Und dann steht eine Umbenennung der Sendung im Raum. Dafür spricht natürlich, dass man somit einen völlig neuen Schritt wagt, dagegen spricht, dass Sie eine starke Marke aufgeben würden. Wie sehen Sie das?
Ich stimme Ihnen vollkommen zu. Genau das sind auch meine Gedanken. Und Sie müssen sehen: Wir beschäftigen uns seit einer Woche mit dem Thema Relaunch bei «Blitz». Über solche Dinge sind noch keine Entscheidungen gefallen.
Wie sieht es mit Bettina Cramer aus? Darf sie bleiben?
Die Moderation des neuen Magazins ist zur Zeit noch überhaupt kein Thema.
Im Oktober 2007 wird das neue Magazin aber on Air gehen?
Das wäre unser Wunschtermin.
Hängt das irgendwie mit dem Ende von «Verliebt in Berlin» und dem dann laufenden Doku-Format zusammen?
Nein, das hat damit nichts zu tun.
Kann man denn um 18.45 Uhr mit einem Magazin überhaupt – die Quote außer Acht gelassen – erfolgreich sein?
Ja.
Tut es Ihnen eigentlich weh, wenn Sie die Meldungen der letzten Tage über Ihren Sender lesen. Da ist von „Sat Null“ oder „Unterschichtenfernsehen für Realschüler“ die Rede.
Ja, mir tut weh, dass kaum noch differenziert wird. Da muss ich lesen, dass es überhaupt keine Hauptnachrichten mehr bei Sat.1 gibt. So ein Schmarrn. Es wird nicht mehr zwischen Nachrichten und Boulevard-Magazinen getrennt. Wirklich abstrus war dann auch die Lizenz-Diskussion. Wir haben alleine morgens sieben Nachrichtenblöcke. Obendrein kommen im «Frühstücksfernsehen» alle gesellschaftspolitisch relevanten Themen vor. Und das machen wir werktäglich viereinhalb Stunden lang. Ich verstehe nicht, wieso Polit- und Nachrichtensendungen immer an so staatstragender Obrigkeit gemessen werden. Also wie viele Minuten spricht jetzt ein Politiker? Das ist irgendwie so ein überkommenes Nachrichtenverständnis.
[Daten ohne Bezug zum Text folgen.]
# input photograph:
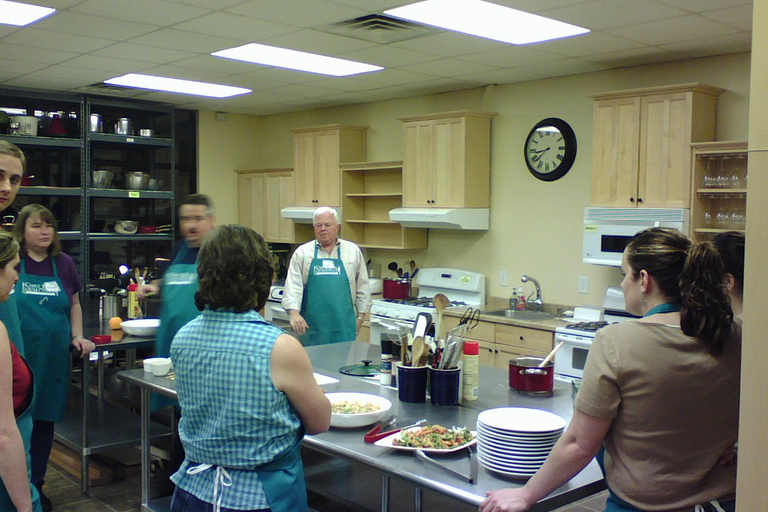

Natürlich sprechen bei uns morgens weniger Politiker als bei ARD und ZDF, dennoch finden bei uns aber die gleichen Themen statt. Wir machen das halt mehr aus der Sicht der Betroffenen.
RTL hat ja in gewisser Weise darauf reagiert und für den Herbst 2007 ein neues Info-Magazin um 13.00 Uhr angekündigt. Ein cleverer Schachzug?
Der Schritt von RTL ist in jedem Fall nachvollziehbar. Ich freue mich aber auf diese Sendung, weil ich solche Formate allgemein sehr gerne sehe.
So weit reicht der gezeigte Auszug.